Según su testimonio, las fuerzas israelíes ingresaron al complejo con motocicletas policiales, camiones y montacargas, cortaron todas las comunicaciones y confiscaron muebles, equipos informáticos y otros bienes.

Este acto se produce en un contexto de creciente hostilidad hacia la agencia, que culminó con la prohibición de sus actividades en Israel por parte del Parlamento israelí (Knéset) a principios de año, bajo la acusación de una supuesta conexión entre trabajadores de la UNRWA y Hamás.
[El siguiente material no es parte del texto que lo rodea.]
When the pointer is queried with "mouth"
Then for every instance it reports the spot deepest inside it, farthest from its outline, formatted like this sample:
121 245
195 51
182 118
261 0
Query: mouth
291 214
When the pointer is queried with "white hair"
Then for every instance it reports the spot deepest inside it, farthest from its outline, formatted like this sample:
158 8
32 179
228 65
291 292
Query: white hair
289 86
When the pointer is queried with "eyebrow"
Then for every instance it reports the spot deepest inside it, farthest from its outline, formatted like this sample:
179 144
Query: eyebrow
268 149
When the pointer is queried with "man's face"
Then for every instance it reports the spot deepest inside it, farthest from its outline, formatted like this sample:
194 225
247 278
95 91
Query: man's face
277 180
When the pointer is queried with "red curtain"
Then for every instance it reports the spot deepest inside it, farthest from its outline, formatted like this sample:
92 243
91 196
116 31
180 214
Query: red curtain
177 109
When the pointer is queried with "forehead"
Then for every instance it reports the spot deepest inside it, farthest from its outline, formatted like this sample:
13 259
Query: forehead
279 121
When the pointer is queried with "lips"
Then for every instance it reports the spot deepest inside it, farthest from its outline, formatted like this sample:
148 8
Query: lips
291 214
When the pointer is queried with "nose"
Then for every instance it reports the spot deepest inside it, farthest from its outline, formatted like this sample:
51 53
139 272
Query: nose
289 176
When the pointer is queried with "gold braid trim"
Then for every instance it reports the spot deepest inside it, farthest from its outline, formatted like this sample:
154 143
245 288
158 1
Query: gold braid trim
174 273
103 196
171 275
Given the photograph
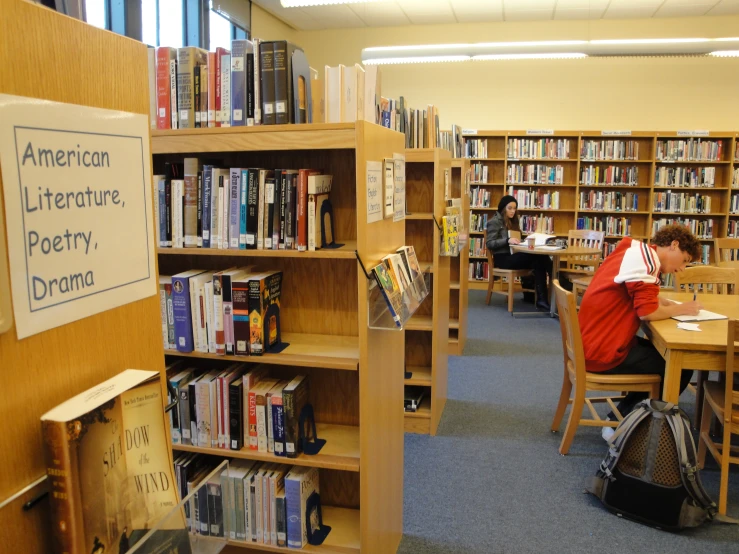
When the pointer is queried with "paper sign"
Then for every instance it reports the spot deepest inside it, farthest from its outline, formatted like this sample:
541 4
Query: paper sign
374 191
78 206
399 188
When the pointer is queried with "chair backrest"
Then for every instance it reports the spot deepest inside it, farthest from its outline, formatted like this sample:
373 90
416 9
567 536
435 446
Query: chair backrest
726 250
586 239
574 356
732 394
725 280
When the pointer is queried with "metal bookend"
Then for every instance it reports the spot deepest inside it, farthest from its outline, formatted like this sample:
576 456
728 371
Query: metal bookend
311 443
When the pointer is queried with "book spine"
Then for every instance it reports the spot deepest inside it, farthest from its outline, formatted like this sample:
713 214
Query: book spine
234 208
279 57
65 503
266 54
182 314
236 403
238 82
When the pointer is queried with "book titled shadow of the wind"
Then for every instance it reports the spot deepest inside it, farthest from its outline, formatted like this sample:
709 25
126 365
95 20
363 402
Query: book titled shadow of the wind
110 476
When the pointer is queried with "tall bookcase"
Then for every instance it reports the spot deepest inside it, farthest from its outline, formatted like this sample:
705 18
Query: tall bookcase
459 265
427 332
355 372
643 172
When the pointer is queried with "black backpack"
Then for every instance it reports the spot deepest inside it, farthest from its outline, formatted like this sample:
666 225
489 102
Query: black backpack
650 473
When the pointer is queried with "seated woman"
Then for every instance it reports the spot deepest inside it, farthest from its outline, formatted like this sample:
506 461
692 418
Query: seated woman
498 242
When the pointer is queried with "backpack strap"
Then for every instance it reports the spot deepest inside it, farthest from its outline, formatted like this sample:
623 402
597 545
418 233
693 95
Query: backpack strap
688 467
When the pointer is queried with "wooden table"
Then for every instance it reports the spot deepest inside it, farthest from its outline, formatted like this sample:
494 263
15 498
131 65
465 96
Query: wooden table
703 351
556 256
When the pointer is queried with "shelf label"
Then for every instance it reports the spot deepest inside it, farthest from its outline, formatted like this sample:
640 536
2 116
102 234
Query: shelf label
618 133
78 203
374 192
694 133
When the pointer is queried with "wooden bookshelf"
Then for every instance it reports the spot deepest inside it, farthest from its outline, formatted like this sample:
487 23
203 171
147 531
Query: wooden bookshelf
645 169
355 373
427 332
459 265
Lazzarini ha calificado estas acusaciones como una “campaña de desinformación a gran escala”, destacando que la Corte Internacional de Justicia determinó que Israel no había fundamentado dichas alegaciones. El Comisionado recordó que la agencia ya se había visto obligada a desalojar el complejo debido a meses de acoso, ataques incendiarios y manifestaciones de odio. Lazzarini insistió en que, independientemente de las medidas nacionales, el complejo conserva su estatus de recinto de la ONU, protegido por la Convención sobre Privilegios e Inmunidades de las Naciones Unidas, de la que Israel es parte. Concluyó advirtiendo que permitir esta acción sienta un “precedente peligroso” para la presencia de la ONU en cualquier parte del mundo.